Whoa man – the universe is big – really big! Andrew Frost has a meltdown…
Of the Australian artists exhibiting in BOS2010 Peter Hennessey’s My Hubble: The Universe Turned in on Itself  can justifiably lay claim to being one of the most spectacular. Following on from the artist’s previous projects such as My Voyager and My Apollo, this massive full-scale replica of the Hubble Space Telescope sits in a room that appears almost too small to hold it. Since the work is sited in one of Cockatoo Island’s huge rooms this alone is remarkable, but there is even more to Hennessey’s sculpture – a speculative universe that isn’t just the artist’s imagination, but the universe – you know, all that – out there.
Hennessey’s My Hubble [The Universe Turned in On Itself] has the trademark exactness of the artist previous sculptures. Built in recycled wood and waste Mylar from available blueprints and photographs of the Hubble, the sculpture sits uneasily between votive object, nerd tribute and technological simulacra. There is a world-wide subculture of people making their own spacesuits, cobbled together space technology and other left-overs from the age of can-do. Google any of these as subject searches and it soon becomes apparent that Hennessey is a master craftsman among the devotees.

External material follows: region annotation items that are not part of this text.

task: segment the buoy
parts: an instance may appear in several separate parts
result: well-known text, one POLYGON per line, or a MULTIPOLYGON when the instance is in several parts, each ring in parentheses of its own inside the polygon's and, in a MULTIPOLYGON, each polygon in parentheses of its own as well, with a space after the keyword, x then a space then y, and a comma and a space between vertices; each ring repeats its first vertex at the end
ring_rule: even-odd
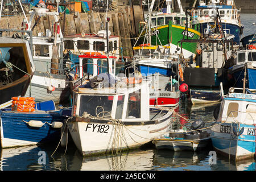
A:
POLYGON ((28 122, 26 122, 29 126, 34 127, 42 127, 44 123, 43 123, 41 121, 38 120, 30 120, 28 122))
POLYGON ((63 123, 59 121, 53 121, 52 123, 51 126, 53 129, 60 129, 63 125, 63 123))
POLYGON ((181 92, 186 92, 188 90, 188 86, 184 83, 180 85, 180 90, 181 92))

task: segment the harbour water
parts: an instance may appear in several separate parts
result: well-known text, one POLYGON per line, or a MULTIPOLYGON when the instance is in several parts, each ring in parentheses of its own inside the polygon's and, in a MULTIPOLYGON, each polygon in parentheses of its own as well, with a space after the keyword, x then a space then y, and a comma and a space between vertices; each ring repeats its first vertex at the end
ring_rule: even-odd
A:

This space tech subculture is concerned with the detail – and so too is Hennessey – and you’ll find bind boggling examples where these enthusiasts of NASA have recreated colour schemes, flashes and emblems right down to the stitching. Hennessy’s work by contrast is far more schematic, an outline, which suggests the object in front of us is at remove from the original. Despite its size, scale and exact replication of the outline, Hennessy’s work makes no claim for simulation – he signals that the sculpture is more a reference point – yet the referenced [the original] hovers as a ghost image over the work.

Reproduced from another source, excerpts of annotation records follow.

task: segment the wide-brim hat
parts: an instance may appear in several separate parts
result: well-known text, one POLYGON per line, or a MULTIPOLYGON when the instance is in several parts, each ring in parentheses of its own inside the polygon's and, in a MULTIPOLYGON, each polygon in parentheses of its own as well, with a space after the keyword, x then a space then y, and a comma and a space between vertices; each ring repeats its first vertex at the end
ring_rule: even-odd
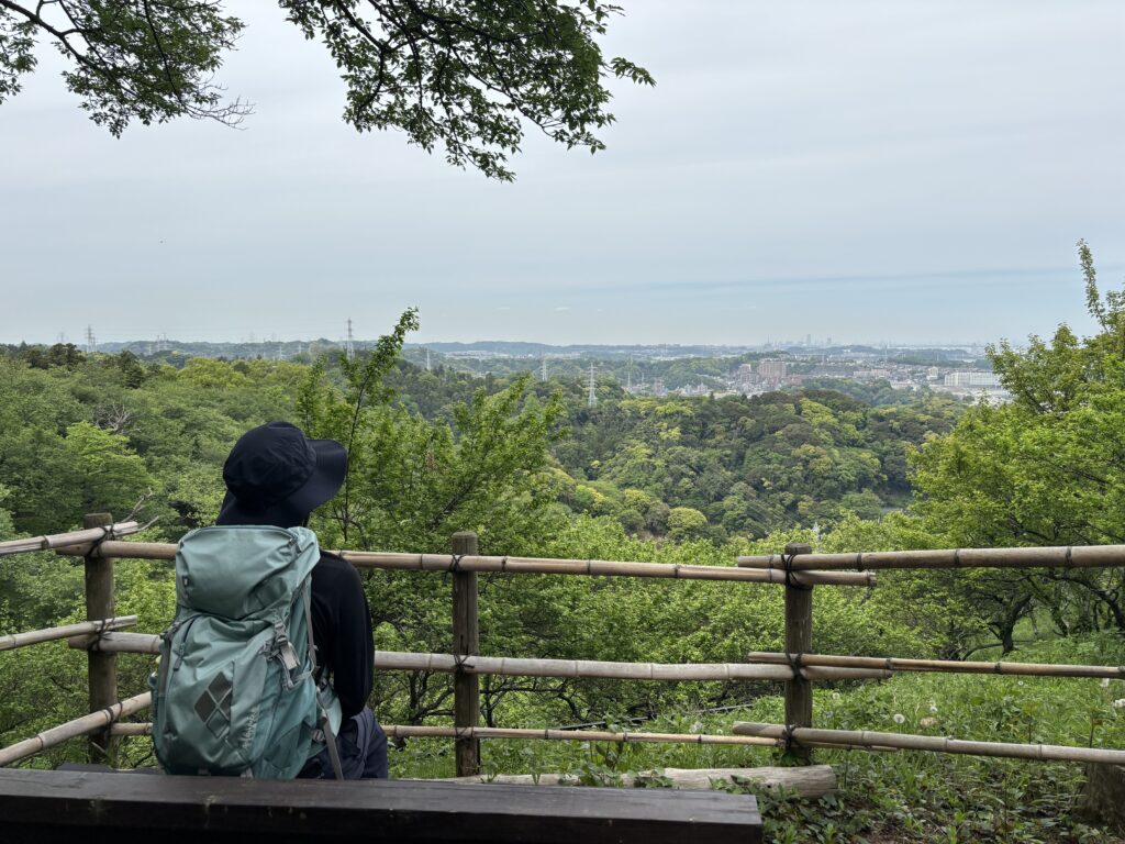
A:
POLYGON ((223 466, 223 524, 303 524, 339 492, 348 451, 335 440, 310 440, 294 424, 268 422, 244 433, 223 466))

Artist impression of final piece: plywood, steel, life-size, dimensions variable
Courtesy the artist; Greenaway Art Gallery, Adelaide; and Tolarno Galleries, Melbourne
There is within the work an act of collaboration with the audience. For this work to have true resonance its necessary to know what exactly the real Hubble has achieved since its launch into orbit in 1990. Outside the atmosphere – and with a lens that can capture objects so distant they were created soon after the birth of the universe – the Hubble has changed scientific understanding. It has been used to make discoveries that include an estimation of to within 10 percent accuracy the age of the universe, measured the rate of expansion of the universe and discovered hitherto unseen supernovae. It has also of course captured tens of thousands of beautiful images of the night sky that, until its launch, had never been seen.
Hennessey’s work has an even better pay off. Aside from the gob-smacking size of the thing, gallery visitors can climb a staircase to a viewing platform at the top rear of the sculpture. Gazing through a small table-top telescope you catch glimpses of what appears to be a glinting night sky – but really, all you’re doing is looking through the hollow bulk of My Hubble to a table with a mounted piece of wood painted black with glitter on it.
Like his achingly depressing re-imagining of the Voyager spacecraft sent out beyond the solar system with a hope of one day finding intelligent life, Hennessey’s My Hubble’s conceptual engine turns on the tension between the real and the simulation. But where My Voyager suggested a cruel and solipsistic disregard for the infinite, My Hubble underscores the imaginative leap that is required to imagine the infinite. Have you ever sat out on the beach and looked up at the stars and just went – erggggghhhhhh – at the size of what’s out there? Somehow Hennessey’s managed to squeeze it into a tiny, tiny space.